Much older C and C++ code that used char arrays would have all 3 types of them floating around and calling the wrong function on the wrong variable would break things.
a hint on #5..
unsigned int stats[256] = 0;
for(... the string)
stats[thestring[i]]++;
and you now have a count of whatever you want. so all the spaces is stats[' '] and so on, you can do the math from there to add up which groups you want to know a total for.
there are some isXXX functions that can be used to pick off some of those. They may cover it all, if you are allowed to use them, or you may need to do it yourself. Depends on what you define punctuation/whitespace/etc as, if the defaults work for you.

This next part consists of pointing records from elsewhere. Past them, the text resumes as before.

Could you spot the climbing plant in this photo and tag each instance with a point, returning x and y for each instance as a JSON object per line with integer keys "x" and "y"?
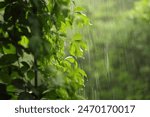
{"x": 39, "y": 49}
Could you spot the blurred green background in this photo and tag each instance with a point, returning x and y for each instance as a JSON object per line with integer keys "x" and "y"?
{"x": 118, "y": 58}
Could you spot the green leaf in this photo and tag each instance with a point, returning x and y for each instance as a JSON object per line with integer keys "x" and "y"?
{"x": 2, "y": 5}
{"x": 18, "y": 83}
{"x": 25, "y": 96}
{"x": 8, "y": 59}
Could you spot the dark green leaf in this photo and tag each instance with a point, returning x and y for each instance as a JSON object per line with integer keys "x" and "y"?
{"x": 8, "y": 59}
{"x": 25, "y": 96}
{"x": 18, "y": 83}
{"x": 2, "y": 5}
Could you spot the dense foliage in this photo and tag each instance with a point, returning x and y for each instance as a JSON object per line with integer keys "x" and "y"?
{"x": 118, "y": 59}
{"x": 38, "y": 57}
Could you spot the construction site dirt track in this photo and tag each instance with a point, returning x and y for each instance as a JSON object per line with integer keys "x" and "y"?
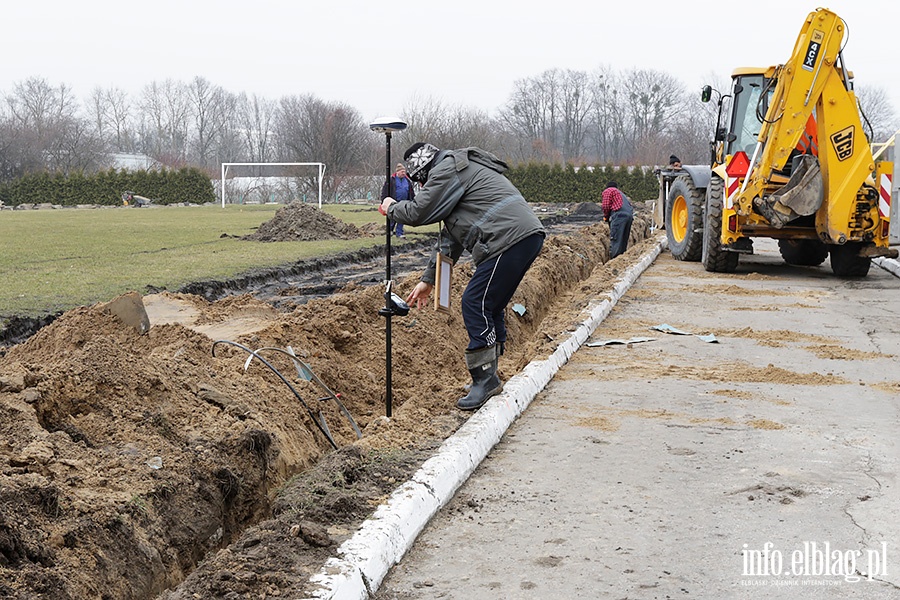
{"x": 161, "y": 465}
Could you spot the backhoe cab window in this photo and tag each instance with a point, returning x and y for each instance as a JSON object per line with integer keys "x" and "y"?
{"x": 745, "y": 123}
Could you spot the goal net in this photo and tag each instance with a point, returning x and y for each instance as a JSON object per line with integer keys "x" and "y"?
{"x": 261, "y": 183}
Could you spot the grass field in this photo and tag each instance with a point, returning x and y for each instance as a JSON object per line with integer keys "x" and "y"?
{"x": 52, "y": 260}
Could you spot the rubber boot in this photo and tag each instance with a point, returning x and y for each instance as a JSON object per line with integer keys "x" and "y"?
{"x": 482, "y": 365}
{"x": 499, "y": 348}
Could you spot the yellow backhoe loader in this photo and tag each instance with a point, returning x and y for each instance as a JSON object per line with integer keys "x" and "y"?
{"x": 790, "y": 160}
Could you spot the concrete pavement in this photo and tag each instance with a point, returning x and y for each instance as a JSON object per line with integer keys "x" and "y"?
{"x": 760, "y": 466}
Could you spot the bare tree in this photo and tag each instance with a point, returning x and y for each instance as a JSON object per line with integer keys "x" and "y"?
{"x": 256, "y": 118}
{"x": 165, "y": 107}
{"x": 446, "y": 126}
{"x": 311, "y": 130}
{"x": 211, "y": 107}
{"x": 878, "y": 113}
{"x": 51, "y": 135}
{"x": 110, "y": 111}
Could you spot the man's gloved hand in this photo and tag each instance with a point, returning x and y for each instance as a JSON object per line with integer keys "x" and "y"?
{"x": 385, "y": 204}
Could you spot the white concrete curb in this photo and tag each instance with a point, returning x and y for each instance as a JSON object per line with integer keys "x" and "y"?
{"x": 364, "y": 559}
{"x": 891, "y": 265}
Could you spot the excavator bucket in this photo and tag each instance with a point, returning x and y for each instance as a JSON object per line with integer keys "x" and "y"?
{"x": 802, "y": 195}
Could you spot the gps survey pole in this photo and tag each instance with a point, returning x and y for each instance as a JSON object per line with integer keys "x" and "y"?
{"x": 393, "y": 305}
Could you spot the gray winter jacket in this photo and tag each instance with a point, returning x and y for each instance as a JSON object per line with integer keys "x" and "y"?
{"x": 482, "y": 211}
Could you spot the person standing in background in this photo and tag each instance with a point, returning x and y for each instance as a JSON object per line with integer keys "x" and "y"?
{"x": 400, "y": 188}
{"x": 617, "y": 211}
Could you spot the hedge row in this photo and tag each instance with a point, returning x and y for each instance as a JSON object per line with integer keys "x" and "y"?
{"x": 555, "y": 183}
{"x": 188, "y": 185}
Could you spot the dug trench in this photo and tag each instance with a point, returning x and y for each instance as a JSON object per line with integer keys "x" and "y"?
{"x": 146, "y": 465}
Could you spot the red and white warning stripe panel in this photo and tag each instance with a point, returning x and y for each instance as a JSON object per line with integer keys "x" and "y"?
{"x": 884, "y": 202}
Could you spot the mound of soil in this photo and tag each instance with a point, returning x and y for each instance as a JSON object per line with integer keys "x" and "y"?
{"x": 303, "y": 222}
{"x": 164, "y": 465}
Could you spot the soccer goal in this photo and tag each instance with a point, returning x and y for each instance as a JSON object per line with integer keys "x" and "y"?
{"x": 261, "y": 182}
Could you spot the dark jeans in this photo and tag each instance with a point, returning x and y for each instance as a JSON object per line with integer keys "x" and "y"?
{"x": 619, "y": 231}
{"x": 491, "y": 288}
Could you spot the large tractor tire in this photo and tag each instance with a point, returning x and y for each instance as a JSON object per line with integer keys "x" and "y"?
{"x": 846, "y": 261}
{"x": 714, "y": 258}
{"x": 684, "y": 219}
{"x": 804, "y": 253}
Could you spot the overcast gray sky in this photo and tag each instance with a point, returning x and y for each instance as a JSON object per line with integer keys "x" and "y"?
{"x": 378, "y": 56}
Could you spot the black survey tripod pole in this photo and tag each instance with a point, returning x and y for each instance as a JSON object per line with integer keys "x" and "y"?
{"x": 388, "y": 125}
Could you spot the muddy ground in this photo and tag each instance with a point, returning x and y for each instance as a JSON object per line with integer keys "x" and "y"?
{"x": 159, "y": 464}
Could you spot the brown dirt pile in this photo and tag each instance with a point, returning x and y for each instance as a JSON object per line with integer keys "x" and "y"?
{"x": 127, "y": 460}
{"x": 303, "y": 222}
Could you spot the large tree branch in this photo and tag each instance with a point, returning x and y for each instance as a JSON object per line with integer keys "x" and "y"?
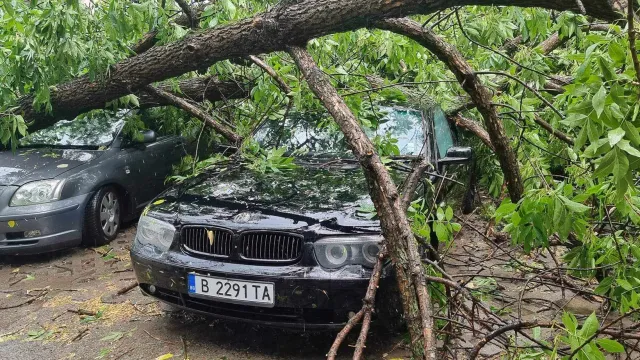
{"x": 197, "y": 112}
{"x": 149, "y": 39}
{"x": 191, "y": 14}
{"x": 393, "y": 220}
{"x": 480, "y": 94}
{"x": 198, "y": 90}
{"x": 289, "y": 23}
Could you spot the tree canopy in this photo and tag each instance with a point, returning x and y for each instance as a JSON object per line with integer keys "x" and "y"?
{"x": 545, "y": 91}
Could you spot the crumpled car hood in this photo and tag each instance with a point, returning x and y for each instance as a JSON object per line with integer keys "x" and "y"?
{"x": 307, "y": 196}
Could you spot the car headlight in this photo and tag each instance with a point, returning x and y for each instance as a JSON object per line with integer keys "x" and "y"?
{"x": 336, "y": 252}
{"x": 157, "y": 233}
{"x": 37, "y": 192}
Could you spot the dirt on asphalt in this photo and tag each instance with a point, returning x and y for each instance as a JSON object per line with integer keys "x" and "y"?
{"x": 64, "y": 306}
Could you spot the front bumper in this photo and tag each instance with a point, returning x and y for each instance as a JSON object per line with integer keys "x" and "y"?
{"x": 306, "y": 297}
{"x": 35, "y": 229}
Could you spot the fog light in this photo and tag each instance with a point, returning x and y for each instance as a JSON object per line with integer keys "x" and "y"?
{"x": 32, "y": 233}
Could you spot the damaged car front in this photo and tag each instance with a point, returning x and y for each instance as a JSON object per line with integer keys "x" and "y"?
{"x": 292, "y": 249}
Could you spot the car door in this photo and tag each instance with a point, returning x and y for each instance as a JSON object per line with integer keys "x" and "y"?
{"x": 150, "y": 164}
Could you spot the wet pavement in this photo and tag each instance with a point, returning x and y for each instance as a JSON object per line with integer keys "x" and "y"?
{"x": 63, "y": 306}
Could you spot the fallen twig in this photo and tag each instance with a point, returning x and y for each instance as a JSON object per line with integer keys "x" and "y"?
{"x": 25, "y": 302}
{"x": 127, "y": 288}
{"x": 80, "y": 335}
{"x": 82, "y": 312}
{"x": 343, "y": 333}
{"x": 369, "y": 301}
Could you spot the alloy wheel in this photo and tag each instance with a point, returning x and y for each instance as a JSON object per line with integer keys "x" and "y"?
{"x": 109, "y": 213}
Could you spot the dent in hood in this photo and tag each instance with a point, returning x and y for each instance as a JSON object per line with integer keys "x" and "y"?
{"x": 24, "y": 165}
{"x": 303, "y": 197}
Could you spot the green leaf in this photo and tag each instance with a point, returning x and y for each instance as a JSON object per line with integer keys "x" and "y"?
{"x": 448, "y": 213}
{"x": 598, "y": 100}
{"x": 617, "y": 52}
{"x": 570, "y": 322}
{"x": 611, "y": 346}
{"x": 590, "y": 326}
{"x": 573, "y": 206}
{"x": 632, "y": 133}
{"x": 604, "y": 286}
{"x": 626, "y": 146}
{"x": 441, "y": 231}
{"x": 625, "y": 284}
{"x": 615, "y": 136}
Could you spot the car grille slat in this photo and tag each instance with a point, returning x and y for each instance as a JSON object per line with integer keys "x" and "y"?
{"x": 255, "y": 246}
{"x": 196, "y": 239}
{"x": 271, "y": 246}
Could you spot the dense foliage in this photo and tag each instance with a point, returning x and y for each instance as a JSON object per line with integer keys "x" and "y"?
{"x": 584, "y": 196}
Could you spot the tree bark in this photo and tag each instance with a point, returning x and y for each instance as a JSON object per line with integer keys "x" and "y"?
{"x": 393, "y": 220}
{"x": 198, "y": 90}
{"x": 197, "y": 112}
{"x": 557, "y": 133}
{"x": 291, "y": 22}
{"x": 480, "y": 94}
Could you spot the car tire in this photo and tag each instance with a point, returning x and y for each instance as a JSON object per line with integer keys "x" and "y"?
{"x": 103, "y": 217}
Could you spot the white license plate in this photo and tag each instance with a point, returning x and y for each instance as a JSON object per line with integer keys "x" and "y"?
{"x": 234, "y": 291}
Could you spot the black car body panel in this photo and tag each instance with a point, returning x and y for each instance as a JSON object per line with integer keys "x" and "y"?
{"x": 319, "y": 200}
{"x": 137, "y": 171}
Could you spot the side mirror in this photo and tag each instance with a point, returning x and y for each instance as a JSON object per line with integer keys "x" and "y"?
{"x": 148, "y": 136}
{"x": 456, "y": 155}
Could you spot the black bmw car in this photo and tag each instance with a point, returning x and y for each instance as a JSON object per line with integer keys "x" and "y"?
{"x": 77, "y": 181}
{"x": 289, "y": 249}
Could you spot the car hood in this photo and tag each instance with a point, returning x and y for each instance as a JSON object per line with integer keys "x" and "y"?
{"x": 24, "y": 165}
{"x": 308, "y": 196}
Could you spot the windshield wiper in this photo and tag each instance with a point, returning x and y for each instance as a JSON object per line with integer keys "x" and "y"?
{"x": 58, "y": 146}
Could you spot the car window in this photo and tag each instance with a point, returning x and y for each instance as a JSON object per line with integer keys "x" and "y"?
{"x": 444, "y": 138}
{"x": 319, "y": 135}
{"x": 405, "y": 125}
{"x": 94, "y": 129}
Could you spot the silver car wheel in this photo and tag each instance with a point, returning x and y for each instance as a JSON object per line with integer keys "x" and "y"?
{"x": 109, "y": 213}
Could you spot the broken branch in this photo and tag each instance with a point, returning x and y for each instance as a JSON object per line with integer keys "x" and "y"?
{"x": 196, "y": 112}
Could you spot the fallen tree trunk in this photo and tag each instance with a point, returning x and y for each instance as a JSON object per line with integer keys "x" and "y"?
{"x": 393, "y": 219}
{"x": 197, "y": 112}
{"x": 480, "y": 94}
{"x": 197, "y": 89}
{"x": 291, "y": 22}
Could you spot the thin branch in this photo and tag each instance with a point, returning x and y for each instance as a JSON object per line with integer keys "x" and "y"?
{"x": 331, "y": 355}
{"x": 632, "y": 37}
{"x": 557, "y": 133}
{"x": 189, "y": 12}
{"x": 498, "y": 332}
{"x": 269, "y": 70}
{"x": 369, "y": 301}
{"x": 534, "y": 91}
{"x": 196, "y": 112}
{"x": 412, "y": 182}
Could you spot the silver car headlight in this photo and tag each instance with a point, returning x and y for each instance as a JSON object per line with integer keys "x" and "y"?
{"x": 336, "y": 252}
{"x": 157, "y": 233}
{"x": 37, "y": 192}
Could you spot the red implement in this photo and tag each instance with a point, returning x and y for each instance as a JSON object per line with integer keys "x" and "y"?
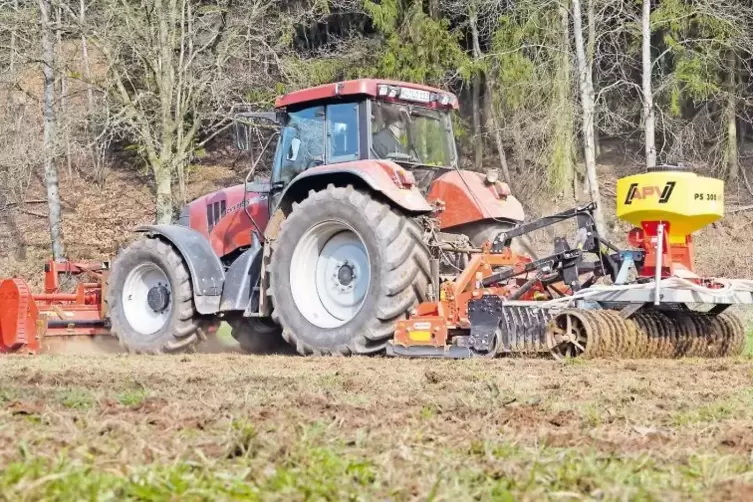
{"x": 26, "y": 319}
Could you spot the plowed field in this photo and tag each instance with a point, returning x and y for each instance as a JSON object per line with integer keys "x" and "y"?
{"x": 226, "y": 426}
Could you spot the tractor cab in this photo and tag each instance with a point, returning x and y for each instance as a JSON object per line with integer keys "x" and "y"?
{"x": 359, "y": 120}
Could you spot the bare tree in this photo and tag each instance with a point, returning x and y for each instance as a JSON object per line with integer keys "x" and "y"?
{"x": 50, "y": 168}
{"x": 588, "y": 105}
{"x": 169, "y": 84}
{"x": 648, "y": 97}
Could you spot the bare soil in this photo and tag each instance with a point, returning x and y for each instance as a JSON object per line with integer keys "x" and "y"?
{"x": 227, "y": 426}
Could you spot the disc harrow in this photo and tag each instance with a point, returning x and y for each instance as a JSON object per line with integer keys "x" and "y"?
{"x": 648, "y": 334}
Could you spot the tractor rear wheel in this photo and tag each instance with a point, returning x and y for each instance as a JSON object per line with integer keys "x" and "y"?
{"x": 344, "y": 270}
{"x": 257, "y": 336}
{"x": 150, "y": 300}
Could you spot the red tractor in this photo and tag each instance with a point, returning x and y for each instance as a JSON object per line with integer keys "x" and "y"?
{"x": 366, "y": 208}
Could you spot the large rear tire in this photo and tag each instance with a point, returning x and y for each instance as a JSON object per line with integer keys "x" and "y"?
{"x": 150, "y": 300}
{"x": 344, "y": 269}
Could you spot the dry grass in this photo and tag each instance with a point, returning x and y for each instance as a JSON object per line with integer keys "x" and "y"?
{"x": 208, "y": 427}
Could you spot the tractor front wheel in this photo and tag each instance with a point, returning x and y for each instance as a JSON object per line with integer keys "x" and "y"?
{"x": 150, "y": 300}
{"x": 344, "y": 270}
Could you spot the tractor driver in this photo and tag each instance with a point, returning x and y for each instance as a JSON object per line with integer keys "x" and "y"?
{"x": 390, "y": 133}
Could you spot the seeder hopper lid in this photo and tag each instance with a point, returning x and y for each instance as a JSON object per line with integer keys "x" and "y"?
{"x": 687, "y": 201}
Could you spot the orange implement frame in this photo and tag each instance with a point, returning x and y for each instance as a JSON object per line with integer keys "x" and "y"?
{"x": 26, "y": 319}
{"x": 431, "y": 322}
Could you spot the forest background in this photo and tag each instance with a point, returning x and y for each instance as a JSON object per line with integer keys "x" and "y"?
{"x": 117, "y": 112}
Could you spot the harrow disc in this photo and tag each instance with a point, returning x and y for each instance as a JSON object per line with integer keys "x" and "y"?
{"x": 648, "y": 334}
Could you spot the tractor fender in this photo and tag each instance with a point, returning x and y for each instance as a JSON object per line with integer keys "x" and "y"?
{"x": 380, "y": 176}
{"x": 241, "y": 278}
{"x": 207, "y": 273}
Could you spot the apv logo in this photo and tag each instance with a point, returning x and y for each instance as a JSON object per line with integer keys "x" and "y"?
{"x": 635, "y": 192}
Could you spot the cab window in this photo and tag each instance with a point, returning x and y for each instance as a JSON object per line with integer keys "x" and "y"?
{"x": 342, "y": 132}
{"x": 302, "y": 144}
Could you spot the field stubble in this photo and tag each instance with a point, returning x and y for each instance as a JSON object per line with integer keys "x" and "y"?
{"x": 227, "y": 426}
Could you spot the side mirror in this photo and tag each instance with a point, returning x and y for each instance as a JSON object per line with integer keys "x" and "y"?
{"x": 258, "y": 186}
{"x": 295, "y": 145}
{"x": 244, "y": 121}
{"x": 241, "y": 134}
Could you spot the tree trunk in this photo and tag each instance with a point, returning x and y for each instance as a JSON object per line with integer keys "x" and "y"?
{"x": 733, "y": 165}
{"x": 493, "y": 127}
{"x": 62, "y": 111}
{"x": 591, "y": 57}
{"x": 162, "y": 179}
{"x": 563, "y": 169}
{"x": 478, "y": 139}
{"x": 588, "y": 105}
{"x": 12, "y": 61}
{"x": 434, "y": 9}
{"x": 648, "y": 98}
{"x": 50, "y": 169}
{"x": 85, "y": 62}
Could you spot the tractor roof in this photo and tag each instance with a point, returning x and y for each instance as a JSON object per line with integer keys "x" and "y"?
{"x": 366, "y": 86}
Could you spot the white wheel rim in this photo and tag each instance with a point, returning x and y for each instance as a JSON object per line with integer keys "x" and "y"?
{"x": 330, "y": 274}
{"x": 139, "y": 313}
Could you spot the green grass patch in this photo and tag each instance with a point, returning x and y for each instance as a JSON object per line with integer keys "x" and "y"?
{"x": 132, "y": 397}
{"x": 75, "y": 398}
{"x": 482, "y": 471}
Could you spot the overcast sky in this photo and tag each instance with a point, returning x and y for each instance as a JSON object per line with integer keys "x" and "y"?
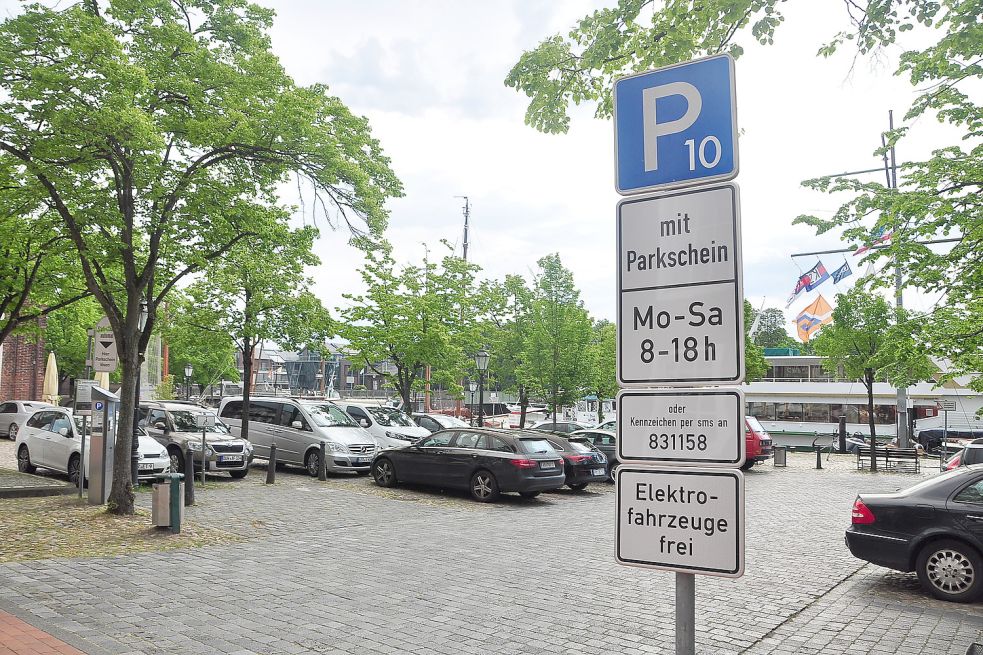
{"x": 429, "y": 76}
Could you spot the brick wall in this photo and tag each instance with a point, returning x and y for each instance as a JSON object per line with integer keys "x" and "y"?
{"x": 22, "y": 370}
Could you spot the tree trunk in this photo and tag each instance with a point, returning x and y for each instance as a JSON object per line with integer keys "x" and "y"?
{"x": 523, "y": 405}
{"x": 121, "y": 494}
{"x": 249, "y": 348}
{"x": 869, "y": 383}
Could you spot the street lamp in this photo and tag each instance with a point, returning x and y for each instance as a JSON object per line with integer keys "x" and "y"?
{"x": 481, "y": 363}
{"x": 135, "y": 441}
{"x": 188, "y": 372}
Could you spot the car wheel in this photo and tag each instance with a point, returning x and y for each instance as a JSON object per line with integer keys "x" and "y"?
{"x": 312, "y": 462}
{"x": 73, "y": 469}
{"x": 24, "y": 460}
{"x": 177, "y": 459}
{"x": 484, "y": 487}
{"x": 950, "y": 570}
{"x": 384, "y": 473}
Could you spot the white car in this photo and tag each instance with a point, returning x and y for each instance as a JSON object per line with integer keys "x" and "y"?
{"x": 51, "y": 439}
{"x": 14, "y": 414}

Ok it worked but i have no idea why it works. By referencing the pointer that implies that you want to save the changes that occur within the function inside the main function. Thats what passing by reference is all about.
but when i pass the pointer without referencing it isn't it technically still being passed by reference since the pointer is pointing to an array, and an array's name is the starting address of the array. That means i can have access to the array outside of int main, and the changes can be saved
I'm having trouble drawing the boundaries between an array name and a pointer.
void foo(type *tp)
{
tp = new type; //this is lost when the function ends. The parameter is unchanged.
vs
void foo(type *&tp)
{
tp = new type; //the parameter is changed.
this is just like an integer:
void foo(int x)
x = 3; // this does not change the calling parameter
and
void foo(int &x)
x = 3 // and this one does change the calling parameter
its the exact same thing, with the exact same syntax, except that pointers have an * that is bothering you because it is unfamiliar. We all went through that, the * is weird looking for a few weeks as you get a handle on it.
pointer without & is trickysey. Let me preach on it.
if you pass in a pointer to a function and modify the data that the pointer is pointing to, that data is changed no matter if it has & or not. You did not change the pointer, you changed the data it points to, and that is critical to understand. You can't change the pointer, without the &, but you can change its data !!!! After a while you will see why, but this may be one of the top one or two concepts in pointer work that is hard to grasp.
array names are much like a pointer, so long as you do not try to change them. They are, in effect, const *'s. You can't use new or delete on them, but in every other major way, they behave as if pointers.
but when i pass the pointer without referencing it isn't it technically still being passed by reference since the pointer is pointing to an array, and an array's name is the starting address of the array. That means i can have access to the array outside of int main, and the changes can be saved
A pointer is a an object that has a value. That value is an address.
When you pass by value, the function will create a copy of the arguments value. Calling the value() above is like creating a pointer variable: int* v = p; You can do with the v whatever you want, and it is distinct from p.
When you pass by reference, you don't make a copy. Whatever you do to the r, happens to the p.
Both v and r are effectively pointers.
What is a pointer? It is an object that stores an address and allows a dereference that leads us to a value stored at that address. Where the pointers point to is inconsequential to the act of passing them to functions.
In the example both functions do receive the address of gaz in a pointer. They could change the gaz. Neither does even attempt.